Maria Antoniak


About Me

I’m an Assistant Professor of Computer Science at the University of Colorado Boulder, affiliated with Information Science and the Boulder NLP Group, where I direct the Culture, Language, and Systems (CLS) Lab. Previously, I was a Young Investigator at the Allen Institute for AI and a postdoc at the Pioneer Centre for AI at the University of Copenhagen. I completed my PhD in Information Science at Cornell University, advised by David Mimno, and my master’s degree in Computational Linguistics at the University of Washington. Along the way, I’ve also spent time at ETH Zürich, Microsoft Research FATE, Twitter Cortex, and Facebook Core Data Science.


Research Interests

I’m a natural language processing (NLP) and cultural analytics researcher who works at the boundaries of computing and the humanities. My lab develops NLP methods to study the language systems that transmit and shape modern culture, from internet platforms to literary archives to language models. We frequently collaborate with interdisciplinary teams across the humanities and social sciences, with recent themes including narratives, science-of-science, and pretraining pipelines.
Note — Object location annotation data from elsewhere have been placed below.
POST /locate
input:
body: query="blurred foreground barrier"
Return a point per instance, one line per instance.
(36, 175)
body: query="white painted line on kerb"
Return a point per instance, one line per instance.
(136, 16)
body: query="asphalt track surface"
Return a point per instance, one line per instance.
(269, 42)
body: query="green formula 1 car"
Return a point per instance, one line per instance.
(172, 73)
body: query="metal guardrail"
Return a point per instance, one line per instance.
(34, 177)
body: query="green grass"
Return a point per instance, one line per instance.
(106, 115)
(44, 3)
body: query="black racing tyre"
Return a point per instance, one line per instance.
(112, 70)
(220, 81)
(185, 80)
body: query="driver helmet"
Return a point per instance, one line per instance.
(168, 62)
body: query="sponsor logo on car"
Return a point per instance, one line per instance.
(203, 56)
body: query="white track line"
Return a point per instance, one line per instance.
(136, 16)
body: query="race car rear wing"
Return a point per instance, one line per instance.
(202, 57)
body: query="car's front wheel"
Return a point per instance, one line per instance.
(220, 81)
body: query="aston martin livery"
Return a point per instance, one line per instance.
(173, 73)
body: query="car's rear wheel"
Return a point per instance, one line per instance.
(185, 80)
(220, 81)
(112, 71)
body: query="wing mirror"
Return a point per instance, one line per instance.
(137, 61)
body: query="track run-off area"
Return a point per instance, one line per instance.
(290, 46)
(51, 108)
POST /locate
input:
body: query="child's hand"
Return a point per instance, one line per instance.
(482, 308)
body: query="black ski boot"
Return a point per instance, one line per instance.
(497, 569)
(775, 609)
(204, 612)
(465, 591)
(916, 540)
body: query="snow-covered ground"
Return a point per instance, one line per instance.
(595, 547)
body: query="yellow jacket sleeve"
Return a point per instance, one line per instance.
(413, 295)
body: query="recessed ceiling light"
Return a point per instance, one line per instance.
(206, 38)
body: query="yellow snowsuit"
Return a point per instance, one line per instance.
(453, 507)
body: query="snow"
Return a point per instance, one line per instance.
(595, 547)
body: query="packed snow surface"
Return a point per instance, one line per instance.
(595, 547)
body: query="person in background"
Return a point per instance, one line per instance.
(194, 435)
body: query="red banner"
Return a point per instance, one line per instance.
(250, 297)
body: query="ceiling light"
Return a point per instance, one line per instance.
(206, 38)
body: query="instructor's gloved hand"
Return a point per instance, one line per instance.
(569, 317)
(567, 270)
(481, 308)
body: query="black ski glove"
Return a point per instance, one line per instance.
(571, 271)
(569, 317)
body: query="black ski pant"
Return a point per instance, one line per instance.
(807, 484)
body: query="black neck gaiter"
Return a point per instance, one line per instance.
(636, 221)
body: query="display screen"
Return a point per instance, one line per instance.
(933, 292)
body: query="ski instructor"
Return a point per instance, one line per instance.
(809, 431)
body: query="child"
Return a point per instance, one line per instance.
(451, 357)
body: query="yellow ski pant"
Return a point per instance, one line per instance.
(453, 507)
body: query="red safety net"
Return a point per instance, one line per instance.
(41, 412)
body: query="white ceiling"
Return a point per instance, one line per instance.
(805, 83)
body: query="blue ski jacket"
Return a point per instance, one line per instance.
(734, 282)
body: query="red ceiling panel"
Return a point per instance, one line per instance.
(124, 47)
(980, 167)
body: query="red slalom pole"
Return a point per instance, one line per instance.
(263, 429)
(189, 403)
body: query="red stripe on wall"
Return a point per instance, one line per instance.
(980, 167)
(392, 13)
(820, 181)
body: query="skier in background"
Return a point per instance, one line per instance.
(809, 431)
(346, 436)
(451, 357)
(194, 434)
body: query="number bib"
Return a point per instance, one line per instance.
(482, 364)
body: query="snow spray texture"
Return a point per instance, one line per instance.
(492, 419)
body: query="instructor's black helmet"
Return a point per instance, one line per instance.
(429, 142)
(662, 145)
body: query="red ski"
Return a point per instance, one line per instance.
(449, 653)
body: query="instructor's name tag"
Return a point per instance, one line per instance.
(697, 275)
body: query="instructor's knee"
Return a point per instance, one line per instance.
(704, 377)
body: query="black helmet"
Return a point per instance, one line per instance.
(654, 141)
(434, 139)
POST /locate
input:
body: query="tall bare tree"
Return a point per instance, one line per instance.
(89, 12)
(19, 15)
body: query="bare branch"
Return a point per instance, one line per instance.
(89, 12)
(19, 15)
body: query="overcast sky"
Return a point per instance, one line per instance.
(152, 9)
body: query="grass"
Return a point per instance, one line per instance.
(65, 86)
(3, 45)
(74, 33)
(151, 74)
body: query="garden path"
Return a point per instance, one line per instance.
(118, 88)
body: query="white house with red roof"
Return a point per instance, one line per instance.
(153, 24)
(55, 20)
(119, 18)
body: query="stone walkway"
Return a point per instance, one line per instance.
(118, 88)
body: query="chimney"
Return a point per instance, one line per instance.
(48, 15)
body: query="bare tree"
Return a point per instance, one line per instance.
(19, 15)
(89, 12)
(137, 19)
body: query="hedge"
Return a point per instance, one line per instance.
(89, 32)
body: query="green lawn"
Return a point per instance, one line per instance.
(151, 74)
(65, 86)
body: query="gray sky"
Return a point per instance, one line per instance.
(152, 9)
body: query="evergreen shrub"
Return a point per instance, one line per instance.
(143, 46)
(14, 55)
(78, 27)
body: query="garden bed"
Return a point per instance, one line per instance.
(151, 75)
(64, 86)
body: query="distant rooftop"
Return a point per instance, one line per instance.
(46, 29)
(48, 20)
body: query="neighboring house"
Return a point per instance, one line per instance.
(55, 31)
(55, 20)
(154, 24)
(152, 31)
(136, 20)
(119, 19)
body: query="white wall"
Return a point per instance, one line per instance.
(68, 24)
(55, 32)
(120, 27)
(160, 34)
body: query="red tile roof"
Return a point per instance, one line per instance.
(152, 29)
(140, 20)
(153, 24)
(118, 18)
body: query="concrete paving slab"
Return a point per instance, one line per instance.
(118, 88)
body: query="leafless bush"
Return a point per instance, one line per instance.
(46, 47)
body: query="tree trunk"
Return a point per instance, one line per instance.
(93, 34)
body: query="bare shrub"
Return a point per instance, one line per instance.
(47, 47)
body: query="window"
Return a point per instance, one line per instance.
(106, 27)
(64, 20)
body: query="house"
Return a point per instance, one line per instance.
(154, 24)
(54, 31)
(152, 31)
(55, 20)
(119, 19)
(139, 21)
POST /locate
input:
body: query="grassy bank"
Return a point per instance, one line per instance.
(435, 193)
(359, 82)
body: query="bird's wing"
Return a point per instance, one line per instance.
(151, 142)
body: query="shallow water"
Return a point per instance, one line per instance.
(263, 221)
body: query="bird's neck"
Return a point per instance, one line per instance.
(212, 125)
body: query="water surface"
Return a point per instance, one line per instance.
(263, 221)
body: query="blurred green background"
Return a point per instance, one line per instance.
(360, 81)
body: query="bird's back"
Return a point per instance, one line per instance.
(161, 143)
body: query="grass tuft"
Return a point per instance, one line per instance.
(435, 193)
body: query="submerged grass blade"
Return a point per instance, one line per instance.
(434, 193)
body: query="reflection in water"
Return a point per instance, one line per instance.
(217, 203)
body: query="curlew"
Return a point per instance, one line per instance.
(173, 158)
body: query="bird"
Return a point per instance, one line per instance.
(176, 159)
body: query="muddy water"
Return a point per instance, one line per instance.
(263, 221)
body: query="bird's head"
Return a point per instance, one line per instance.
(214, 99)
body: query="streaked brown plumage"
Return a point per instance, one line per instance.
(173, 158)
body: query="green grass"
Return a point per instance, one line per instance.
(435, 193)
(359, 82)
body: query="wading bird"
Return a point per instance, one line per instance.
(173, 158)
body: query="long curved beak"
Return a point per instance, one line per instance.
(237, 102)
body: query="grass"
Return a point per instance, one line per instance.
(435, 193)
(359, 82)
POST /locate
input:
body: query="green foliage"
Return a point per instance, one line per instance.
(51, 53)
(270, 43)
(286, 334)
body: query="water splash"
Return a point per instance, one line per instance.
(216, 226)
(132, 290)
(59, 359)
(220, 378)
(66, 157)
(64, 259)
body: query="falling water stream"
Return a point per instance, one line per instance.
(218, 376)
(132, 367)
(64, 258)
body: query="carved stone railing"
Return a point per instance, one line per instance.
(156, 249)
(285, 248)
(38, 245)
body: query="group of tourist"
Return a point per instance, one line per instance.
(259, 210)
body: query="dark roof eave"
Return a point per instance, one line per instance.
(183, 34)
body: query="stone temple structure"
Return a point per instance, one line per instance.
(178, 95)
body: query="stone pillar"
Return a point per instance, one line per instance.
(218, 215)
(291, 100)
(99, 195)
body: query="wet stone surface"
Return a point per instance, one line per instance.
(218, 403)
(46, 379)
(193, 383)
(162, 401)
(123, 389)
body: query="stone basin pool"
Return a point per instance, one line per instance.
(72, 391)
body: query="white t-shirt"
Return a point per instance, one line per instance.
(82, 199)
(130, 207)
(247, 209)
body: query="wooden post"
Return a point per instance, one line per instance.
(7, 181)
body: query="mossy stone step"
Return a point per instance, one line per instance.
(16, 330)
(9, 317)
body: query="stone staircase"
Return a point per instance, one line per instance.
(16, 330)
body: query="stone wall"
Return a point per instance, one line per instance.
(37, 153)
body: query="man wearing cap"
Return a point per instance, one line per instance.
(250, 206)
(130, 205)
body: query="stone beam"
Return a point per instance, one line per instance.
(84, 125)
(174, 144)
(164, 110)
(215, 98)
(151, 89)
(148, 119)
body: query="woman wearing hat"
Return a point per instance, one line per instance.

We treat computation as a tool for interpretation, and we work to keep people at the center of our research.


Selected Papers

Characterizing Narrative Content in Web-scale LLM Pretraining Data
Teagan Johnson, Elliott Ash, Andrew Piper, Maria Antoniak
preprint

so much depends / upon / a whitespace: Why Whitespace Matters for Poets and LLMs
Sriharsh Bhyravajjula, Melanie Walsh, Anna Preus, Maria Antoniak
EMNLP (2025)

Research Borderlands: Analysing Writing Across Research Cultures
Shaily Bhatt, Tal August, Maria Antoniak
ACL 2025

Trust No Bot: Personal Disclosures in Human-LLM Conversations
Maria Antoniak*, Niloofar Mireshghallah*, Yash More*, Yejin Choi, Golnoosh Farnadi
COLM 2024

Narrative Paths and Negotiation of Power in Birth Stories
Maria Antoniak, David Mimno, Karen Levy
CSCW 2019

full list of publications



Upcoming Travel & Talks

Jan 2027 Invited to give a keynote address at "Model/Making: Generating Digital Humanities," the annual conference of the Hong Kong Association of Digital Humanities, at the Education University of Hong Kong
Oct 2026 Invited to speak at the NLP for Positive Impact Workshop at EMNLP in Budapest
Oct 2026 Invited to speak at the Cultural Analytics Seminar at UC Berkeley
Sep 2026 Invited to speak at a conference on "Humanistic AI: Generative Models and the Future of Cultural and Historical Interpretation" at Duke University
Jul 2026 Attending IC2S2 in Vermont
Jul 2026 Invited to speak at the Culture x AI Workshop at ICML in Seoul
Jun 2026 Invited as a panelist and participant to the Interdisciplinary Science Summit hosted by Schmidt Sciences at Duke
Jun 2026 Invited to speak at the MAPS and FGVC Workshops at CVPR in Denver
Mar 2026 Attending AtmosphereConf and ATScience in Vancouver
Mar 2026 Invited to speak at the Language Technologies Institute Colloquium at Carnegie Mellon University
Mar 2026 Invited to speak at the NLP Seminar at the University of Pittsburgh
Mar 2026 Invited to speak at the Symposium on AI & Science at Cornell University
Feb 2026 Selected to attend the Artificial Intelligence Humanities Sandpit hosted by UK Research and Innovation in Montreal
Dec 2025 Invited to a seminar on digital literary history at the University of Copenhagen
Dec 2025 Invited to a working group on the "Science of Stories" at the Santa Fe Institute


Outreach

I was one of the lead organizers for AI for Humanists, a series of tutorials and workshops that guide interdisciplinary researchers in using large language models.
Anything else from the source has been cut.